The CSIRO 3D-Printed A Gorgeous Titanium Bike

Getting about on a bike has never been more popular in Australia, with a new resurgence of cyclists taking to two wheels for their morning commute or just for a bit of a lark. One designer from Melbourne, however, wanted something special in his two-wheeler, so he spent a year designing a titanium bike that was 3D printed by the CSIRO.

The bike is a 3D printed titanium frame with a carbon belt drive according to its designer, Sam Froud.

The bike was fully designed using CAD software and sent off to the only titanium 3D printer in the Southern Hemisphere, owned by the boffins at the CSIRO.

Sam said he’d rather get it done with the CSIRO than have the metalwork fabricated overseas, mostly because the local scientists can have the frame turned around in 10 days rather than a matter of months.

A titanium 3D printer works in a similar way to a normal 3D printer: it breaks a CAD file up into several thousand layers, but instead of using an extruder to build them one by one, it fires a high-powered electron beam at a bed of titanium powder to melt it into shape. Each layer is built using the same process of firing the laser at the titanium powder.

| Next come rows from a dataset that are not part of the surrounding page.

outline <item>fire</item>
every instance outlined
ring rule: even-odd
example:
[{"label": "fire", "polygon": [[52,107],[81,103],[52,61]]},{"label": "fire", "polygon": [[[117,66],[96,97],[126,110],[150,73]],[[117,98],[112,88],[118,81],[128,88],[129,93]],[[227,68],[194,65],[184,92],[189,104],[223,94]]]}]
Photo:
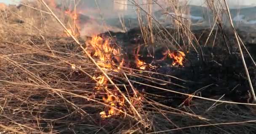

On top of printing the frame, the CSIRO have a special kind of rapid prototyping process which allowed Sam to see how the pieces would work before they were committed onto the design.

Why titanium? Mostly because it has the strength properties of steel with 40 per cent less weight. When your legs are the only thing propelling you forward, you really don’t want extra weight to push around.

This is actually the second version of the bike, designed in tandem with Sam and a Perth company called Flying Machine.

For the second prototype, Sam used the CSIRO to print a few new parts including metallic components that connect join the tubular frame, and a set of 3D printed lugs.

He’s been working on it in a computer for a whole year without actually having ridden the finished product, and now it has finally come together. If you check out the video above, he certainly seems happy about it.

The CSIRO has told us that Flying Machine is now making more bikes built from the CSIRO’s 3D printed parts for other customers.